Who should be the guardian of your minor children?
If you have minor children, arguably the most important estate planning decision you have to make is choosing a guardian for them should the unthinkable occur. It’s critical to put much thought into this decision to ensure your children would be cared for as you wish in such a situation.
Evaluating potential candidates
Here are a few issues to consider when evaluating potential guardians:
- Do they want to serve as guardians?
- Does your estate plan provide sufficient resources so that caring for your children won’t cause an economic hardship?
- Do they share your values and parenting philosophy?
- If they’re married, is the marriage stable?
- If they have children, do your children get along with them?
- How old are they in relation to the children? A grandparent or other older person may not be the best choice to care for an infant or toddler, for example.
- Are their homes large enough to make room for your children?

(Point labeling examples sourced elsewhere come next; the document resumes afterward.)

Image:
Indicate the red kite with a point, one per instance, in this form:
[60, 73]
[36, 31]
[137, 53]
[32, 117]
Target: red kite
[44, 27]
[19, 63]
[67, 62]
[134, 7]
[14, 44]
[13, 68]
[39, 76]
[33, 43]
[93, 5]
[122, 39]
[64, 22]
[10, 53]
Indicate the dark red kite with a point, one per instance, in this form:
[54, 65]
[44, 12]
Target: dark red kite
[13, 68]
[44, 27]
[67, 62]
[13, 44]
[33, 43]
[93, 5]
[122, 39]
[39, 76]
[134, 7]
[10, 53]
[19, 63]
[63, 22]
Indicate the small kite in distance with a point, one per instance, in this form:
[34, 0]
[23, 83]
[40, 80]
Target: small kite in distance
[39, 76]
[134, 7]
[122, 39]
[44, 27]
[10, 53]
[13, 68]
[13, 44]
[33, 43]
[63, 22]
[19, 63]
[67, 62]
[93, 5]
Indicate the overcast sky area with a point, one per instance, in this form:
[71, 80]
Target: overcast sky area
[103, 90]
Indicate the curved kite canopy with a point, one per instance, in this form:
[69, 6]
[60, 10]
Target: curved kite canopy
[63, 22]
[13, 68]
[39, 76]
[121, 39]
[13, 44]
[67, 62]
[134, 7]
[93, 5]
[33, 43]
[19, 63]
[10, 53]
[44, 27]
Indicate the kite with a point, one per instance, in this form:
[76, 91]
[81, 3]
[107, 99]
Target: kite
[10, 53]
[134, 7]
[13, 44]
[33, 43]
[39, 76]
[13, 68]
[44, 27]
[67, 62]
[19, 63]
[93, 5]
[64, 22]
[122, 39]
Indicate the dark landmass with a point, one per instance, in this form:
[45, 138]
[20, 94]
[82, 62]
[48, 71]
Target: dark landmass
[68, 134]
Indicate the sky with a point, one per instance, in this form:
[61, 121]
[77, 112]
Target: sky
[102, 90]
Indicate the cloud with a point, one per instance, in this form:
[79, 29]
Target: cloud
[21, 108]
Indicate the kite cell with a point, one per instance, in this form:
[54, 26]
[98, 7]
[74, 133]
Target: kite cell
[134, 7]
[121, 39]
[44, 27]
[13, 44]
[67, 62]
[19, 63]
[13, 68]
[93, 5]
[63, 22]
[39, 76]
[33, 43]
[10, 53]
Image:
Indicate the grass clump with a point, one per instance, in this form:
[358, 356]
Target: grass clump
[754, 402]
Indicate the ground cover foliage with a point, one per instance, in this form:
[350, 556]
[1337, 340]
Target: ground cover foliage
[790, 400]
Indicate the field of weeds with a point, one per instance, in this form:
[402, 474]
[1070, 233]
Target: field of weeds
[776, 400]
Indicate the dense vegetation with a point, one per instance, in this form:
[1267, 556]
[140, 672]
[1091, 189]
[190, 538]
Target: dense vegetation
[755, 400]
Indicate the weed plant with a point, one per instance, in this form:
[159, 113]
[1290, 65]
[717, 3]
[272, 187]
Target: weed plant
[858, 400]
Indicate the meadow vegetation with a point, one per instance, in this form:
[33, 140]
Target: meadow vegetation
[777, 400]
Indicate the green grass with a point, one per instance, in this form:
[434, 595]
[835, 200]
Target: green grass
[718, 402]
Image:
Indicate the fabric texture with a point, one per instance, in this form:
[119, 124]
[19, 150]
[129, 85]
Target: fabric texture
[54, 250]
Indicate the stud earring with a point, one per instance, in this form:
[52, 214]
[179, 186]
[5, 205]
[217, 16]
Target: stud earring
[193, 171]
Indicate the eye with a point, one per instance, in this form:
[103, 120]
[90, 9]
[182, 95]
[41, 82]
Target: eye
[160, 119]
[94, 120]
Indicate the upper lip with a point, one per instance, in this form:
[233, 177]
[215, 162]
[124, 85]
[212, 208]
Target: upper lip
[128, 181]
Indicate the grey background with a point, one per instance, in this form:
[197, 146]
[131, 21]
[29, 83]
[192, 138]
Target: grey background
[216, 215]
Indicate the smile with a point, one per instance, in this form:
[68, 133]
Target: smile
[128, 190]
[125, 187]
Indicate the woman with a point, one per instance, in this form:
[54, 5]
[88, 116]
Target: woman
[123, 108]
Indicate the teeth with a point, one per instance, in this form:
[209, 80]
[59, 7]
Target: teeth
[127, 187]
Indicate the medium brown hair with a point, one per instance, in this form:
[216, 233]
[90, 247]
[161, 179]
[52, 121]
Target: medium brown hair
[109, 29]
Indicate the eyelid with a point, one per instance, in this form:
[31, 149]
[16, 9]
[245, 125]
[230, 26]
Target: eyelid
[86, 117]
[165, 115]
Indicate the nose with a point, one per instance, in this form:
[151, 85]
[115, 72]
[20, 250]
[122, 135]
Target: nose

It used to the be case in Georgia that the wishes of the parents set forth in a Last Will and Testament were essentially “ironclad” and would be honored by the probate courts. This all changed significantly in recent years where new laws were passed allowing the selection of the parents to be challenged after their death. Accordingly, it is vitally important that you are clear on whom you want to serve, but even more important that you consider stating whom you do not want to serve.It’s a good idea to prepare a letter explaining the reasons you believe your appointees are best equipped to care for your children.
It’s also important to choose a backup guardian. Why? If your first choice dies or is unable or unwilling to serve for some other reason, a court will appoint a guardian, and you likely wish to provide some guidance on that as well.